What to do if you encounter wildlife on the Base
If the wildlife is non-threatening, do not disturb it.
If you encounter any type of threatening wildlife during business hours contact Environmental Affairs at (760) 830-5728 / 5719 / 5720. After business hours contact the Desk Sgt at (760) 830-6310.
- Never feed coyotes. Feeding endangers everyone as it lures coyotes into neighborhoods.
- Keep unattended pets indoors or in an enclosed run, especially at night. Don't assume a fence will keep a coyote out of your yard.
- Don't run away or turn your back on a coyote.
- Do not allow a coyote to get between you and your child or pet.
- If you have a close encounter with a coyote, yell, clap your hands, blow a whistle, and try to make yourself appear larger.
- It is against the law to touch, harm, harass or collect a wild desert tortoise.
- Stay at least 10 feet away from any tortoise and keep dogs leashed at all times.
- Desert tortoises have been known to seek shelter under parked vehicles. If you park in the desert, look under your vehicle before you drive it.
- Don't dump or litter; desert tortoises can get tangled in trash and it also attracts predators that feed on the tortoises, their eggs, and hatchlings.
- If you see a tortoise in danger, slowly approach from the front, pick it up and take the animal about 100 feet and leave it in the shade. Do not carry the tortoise more than 18 inches above the ground and do not tilt or turn it over for any reason.
Giant Hairy Scorpion
- Giant desert hairy scorpions look much more dangerous to humans than they actually are.
- The scorpion is generally docile and will run from confrontation, but it will assume a defensive position and sting if it is cornered or provoked.
- Stings should be treated like a bee sting. Wash thoroughly with soap and water to clean the wound and apply a cold pack to reduce swelling and pain.
- Scorpions may enter homes under doors, through damaged window screening, and any cracks in the foundation while looking for water and shelter.
- If indoors, the scorpions may seek shelter during the day in shoes and folded clothes and blankets. Make sure to shake out any gear left outside overnight.
- Tarantulas are nocturnal and come out during the cooler and darker hours.
- Despite its reputation, this spider is docile, reclusive, and nearly harmless.
- The tarantula is not poisonous to humans, but its bite can be painful if provoked.
- The venom is usually no worse than a bee sting.
- If you are bit, wash the site with soap and water to minimize the chance of infection, apply a cool compress to induce numbness and reduce swelling, and stay alert for symptoms of an infection or allergic reaction
- Rattlesnakes may roam at any time of the day or night; if walking at night be sure to use a flashlight.

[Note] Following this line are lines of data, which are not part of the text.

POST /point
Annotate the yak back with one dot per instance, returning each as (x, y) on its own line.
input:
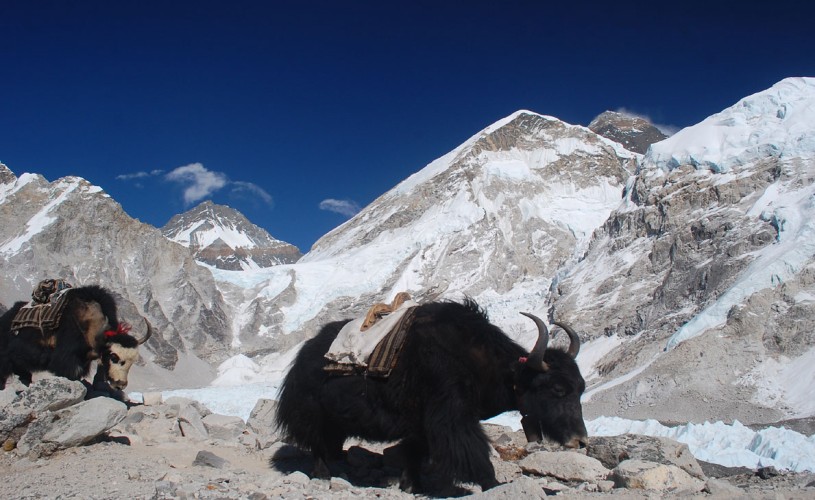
(452, 352)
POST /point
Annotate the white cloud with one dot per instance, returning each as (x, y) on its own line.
(199, 181)
(348, 208)
(668, 130)
(253, 191)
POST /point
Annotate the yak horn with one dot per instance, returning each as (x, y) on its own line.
(535, 359)
(574, 344)
(148, 334)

- When walking through wild areas, wear over the ankle hiking boots, thick socks and loose fitting pants. Never go barefoot or wear sandals in the wild.

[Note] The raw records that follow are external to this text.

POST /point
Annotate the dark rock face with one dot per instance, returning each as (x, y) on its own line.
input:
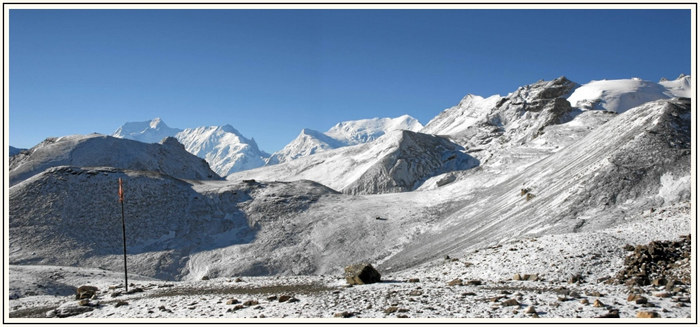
(85, 292)
(657, 263)
(362, 273)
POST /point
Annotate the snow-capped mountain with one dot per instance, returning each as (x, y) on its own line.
(623, 94)
(527, 177)
(638, 160)
(226, 150)
(345, 133)
(223, 147)
(305, 144)
(168, 157)
(14, 150)
(366, 130)
(486, 124)
(396, 162)
(147, 131)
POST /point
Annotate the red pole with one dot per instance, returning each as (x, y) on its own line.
(121, 200)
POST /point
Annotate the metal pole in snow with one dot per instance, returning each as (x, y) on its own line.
(121, 200)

- When hiking, stick to well-used trails if possible. Avoid tall grass, weeds, and heavy underbrush where snakes may hide during the day.

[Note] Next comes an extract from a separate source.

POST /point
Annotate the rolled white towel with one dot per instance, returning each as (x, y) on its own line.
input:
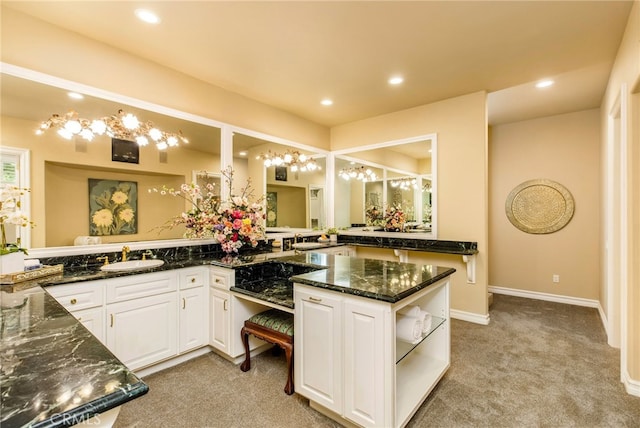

- Rattlesnakes will not attack, but if disturbed or cornered, they will defend themselves. Reasonable watchfulness should be sufficient to avoid snakebite.
- About 25 percent of bites are "dry," meaning no venom was injected, but the bites still require medical attention.
- If bitten by a rattlesnake the California Poison Control advises:
- Stay calm.
- Wash the bite area gently with soap and water.
- Remove watches, rings, etc. which may constrict swelling.
- Immobilize the affected area.
- Transport safely to the nearest medical facility.